Berkeley YMCA – PG&E Teen Center

  • area / size 13,500 sqft
  • Completed 2012
  • Noll & Tam Architects converted an old concrete office building to the sustainable and functional Berkeley YMCA’s PG&E Teen Center located in Berkeley, California.

    The YMCA of the Central Bay Area sought to establish a Teen Center in downtown Berkeley. When Pacific Gas & Electric donated a two-story, 8,000-square-foot decommissioned payment center across from Berkeley High School, it provided the ideal mix of opportunity for adaptive reuse. The design-build team transformed the 1964 concrete office building into a 13,500-square-foot, flexible, youth-centered space by opening it up with glazed storefronts, adding a new partial third story with roof deck, and creating a flexible interior. From its inception, the Teen Center project drew in partners and non-traditional resources. Working side-by-side with PG&E, the YMCA committed to making the project highly sustainable, while at the same time promoting inclusivity throughout the design and construction process.

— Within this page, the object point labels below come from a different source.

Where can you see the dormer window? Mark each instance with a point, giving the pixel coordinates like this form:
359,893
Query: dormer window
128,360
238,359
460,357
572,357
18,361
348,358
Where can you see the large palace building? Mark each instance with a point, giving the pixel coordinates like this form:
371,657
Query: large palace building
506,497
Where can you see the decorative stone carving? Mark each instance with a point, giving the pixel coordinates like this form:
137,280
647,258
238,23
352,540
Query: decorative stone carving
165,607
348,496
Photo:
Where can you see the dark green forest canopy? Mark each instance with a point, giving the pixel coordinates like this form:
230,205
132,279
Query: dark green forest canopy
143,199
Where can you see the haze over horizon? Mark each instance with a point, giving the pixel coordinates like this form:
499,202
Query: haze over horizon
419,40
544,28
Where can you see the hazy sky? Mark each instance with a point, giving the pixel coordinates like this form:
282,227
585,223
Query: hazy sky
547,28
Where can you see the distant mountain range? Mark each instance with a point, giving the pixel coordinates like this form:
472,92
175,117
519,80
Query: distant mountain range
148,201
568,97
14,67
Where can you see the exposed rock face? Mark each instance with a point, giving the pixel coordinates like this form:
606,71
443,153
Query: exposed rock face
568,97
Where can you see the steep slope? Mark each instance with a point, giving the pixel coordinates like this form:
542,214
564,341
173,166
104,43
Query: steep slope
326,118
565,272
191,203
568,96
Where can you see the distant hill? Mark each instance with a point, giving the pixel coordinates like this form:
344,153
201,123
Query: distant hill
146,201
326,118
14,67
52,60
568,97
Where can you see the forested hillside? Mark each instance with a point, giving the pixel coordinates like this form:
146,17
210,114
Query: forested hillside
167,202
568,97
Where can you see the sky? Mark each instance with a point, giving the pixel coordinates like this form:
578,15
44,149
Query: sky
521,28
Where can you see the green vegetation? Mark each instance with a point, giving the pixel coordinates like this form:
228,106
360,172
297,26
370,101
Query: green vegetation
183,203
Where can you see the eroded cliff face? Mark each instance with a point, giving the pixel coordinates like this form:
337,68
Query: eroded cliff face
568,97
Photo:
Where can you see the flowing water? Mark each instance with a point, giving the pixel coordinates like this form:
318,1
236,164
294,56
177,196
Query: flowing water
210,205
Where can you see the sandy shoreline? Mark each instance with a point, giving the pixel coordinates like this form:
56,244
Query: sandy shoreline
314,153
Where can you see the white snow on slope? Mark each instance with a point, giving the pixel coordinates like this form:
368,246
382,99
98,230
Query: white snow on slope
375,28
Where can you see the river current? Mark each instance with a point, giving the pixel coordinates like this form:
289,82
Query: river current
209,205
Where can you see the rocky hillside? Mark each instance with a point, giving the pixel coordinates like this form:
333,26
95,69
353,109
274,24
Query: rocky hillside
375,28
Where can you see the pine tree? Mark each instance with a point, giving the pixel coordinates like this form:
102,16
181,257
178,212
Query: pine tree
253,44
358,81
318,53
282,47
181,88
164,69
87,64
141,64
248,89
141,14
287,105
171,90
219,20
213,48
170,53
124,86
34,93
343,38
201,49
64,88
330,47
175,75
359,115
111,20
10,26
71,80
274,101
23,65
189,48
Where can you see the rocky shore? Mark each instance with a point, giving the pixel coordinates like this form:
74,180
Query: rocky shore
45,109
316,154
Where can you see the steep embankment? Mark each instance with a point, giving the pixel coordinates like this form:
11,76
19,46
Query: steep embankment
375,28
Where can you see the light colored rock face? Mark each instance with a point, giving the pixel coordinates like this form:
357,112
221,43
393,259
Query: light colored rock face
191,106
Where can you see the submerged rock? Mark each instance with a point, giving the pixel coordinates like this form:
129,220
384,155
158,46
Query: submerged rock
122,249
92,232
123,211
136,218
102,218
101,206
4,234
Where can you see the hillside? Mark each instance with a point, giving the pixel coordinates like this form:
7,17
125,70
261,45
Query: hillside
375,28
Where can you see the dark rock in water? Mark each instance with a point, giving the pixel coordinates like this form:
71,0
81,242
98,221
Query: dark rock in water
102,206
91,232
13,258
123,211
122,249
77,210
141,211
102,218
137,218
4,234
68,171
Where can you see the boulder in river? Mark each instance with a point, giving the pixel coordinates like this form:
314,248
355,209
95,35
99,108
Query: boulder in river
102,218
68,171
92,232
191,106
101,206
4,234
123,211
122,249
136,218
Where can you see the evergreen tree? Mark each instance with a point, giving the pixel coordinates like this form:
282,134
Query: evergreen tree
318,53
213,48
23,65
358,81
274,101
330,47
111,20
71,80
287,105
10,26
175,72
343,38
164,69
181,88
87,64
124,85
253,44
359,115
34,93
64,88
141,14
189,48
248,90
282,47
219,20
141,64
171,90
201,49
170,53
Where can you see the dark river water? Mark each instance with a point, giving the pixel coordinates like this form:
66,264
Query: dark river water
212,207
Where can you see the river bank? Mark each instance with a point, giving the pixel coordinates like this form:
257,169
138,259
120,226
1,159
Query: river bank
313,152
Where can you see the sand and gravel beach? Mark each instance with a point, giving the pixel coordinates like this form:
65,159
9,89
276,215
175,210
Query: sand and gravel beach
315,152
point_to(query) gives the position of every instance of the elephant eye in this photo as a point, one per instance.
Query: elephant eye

    The transformation from outdated utilitarian office building into a visually active and accessible community asset, was socially as well as architecturally appropriate for this important civic location. The renovation is intended to reflect a collaboration committed to a sustainable design approach. Bright colors reflect a youthful spirit. The design retains the architectural bones of the existing building, in particular the strong vertical columns and the proportions of its main public face on Center Street, while making the overall building more vibrant and colorful to reflect the youthful energy of the Teen Center function. A new third floor, added to house the YMCA Metro administrative offices, is set back from Center Street, creating space for a roof garden that overlooks Memorial Park.

    The project was an intricate disassembly of a two-story concrete building. As in any design involving an existing structure, there were moments of discovery where conditions other than had been summarized emerged. One example of such a condition was that the tops of the existing walls were discovered to be sloped or at differing elevations. The solution was to horizontally saw-out the tops of walls to match heights in other parts of the building, using a wet track-saw. Since the design called for an ambitious amount of reuse involving teams working in very tight spaces, continuous conversation between the builders, the architects, and the structural engineer was necessary. The team worked to find solutions in a timely manner. Despite the complexity, the team was able to cut the owner’s contracted schedule from nineteen months to only ten. This allowed the Teen Center to open in time for the winter semester.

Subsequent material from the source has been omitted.